Questioned subsequently about reports of her Jewishness, State Department officials repeated Albright’s story, that she had been raised a Roman Catholic and had converted to the Episcopalian faith following her 1959 marriage to Joseph Albright, scion of a wealthy newspaper family. The marriage ended in the 1980s.
Many people find the story of Albright’s late awakening to her Jewish roots difficult to believe.
After the war, the Korbel family returned to Prague only to learn, Albright says, that her three grandparents had died. She was eight years old at the time. She maintained she knew nothing about how her grandparents and two dozen of her relatives had been killed in Nazi death camps until 1997, fifty years later. What did she think happened to all these people?
How could someone as intelligent and well-versed in European history as the adult Madeleine Albright not have intuited her family’s ancestry?
Even more troubling, she had a Jewish cousin with whom she lived during and after the war years, who identified as a Jew. Is it possible cousin Dagmar never mentioned the subject of their common Jewish identity in any of her interactions with Madeleine?
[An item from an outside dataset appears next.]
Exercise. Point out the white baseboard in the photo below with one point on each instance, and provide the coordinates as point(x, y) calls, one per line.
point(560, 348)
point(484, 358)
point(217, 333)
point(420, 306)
Dagmar discovered the truth about Nazi wartime atrocities almost immediately after the war upon returning to Prague with the Korbels. She learned about her parents’ deaths in Auschwitz, and the deaths of Madeleine’s and her own grandparents in German camps. Is it conceivable this subject never came up between them?
Chance For Redemption
In a talk with HuffPost, Albright disclosed it was only at the age of 75 that she had the “time and courage” to explore her past. She was by then largely out of the limelight, penning her memoirs and basking in decades of achievement and a world renowned career.
In her 2012 memoir, Prague Winter, Albright wrote about the war memoir her parents left behind, and how she visited her childhood neighborhoods in the Czech Republic, and retraced some of the steps her family took in the peril-fraught days of World War II. She then gingerly broached her connection to Judaism, writing that “my youngest grandson is just studying for his bar mitzvah…”
She did not mention the hope that such a grandson might be the redemption for her lifetime of estrangement from her Jewish roots. Or that her grandson might one day say Kaddish for his martyred ancestors, and perhaps for his grandmother, Madeleine Albright.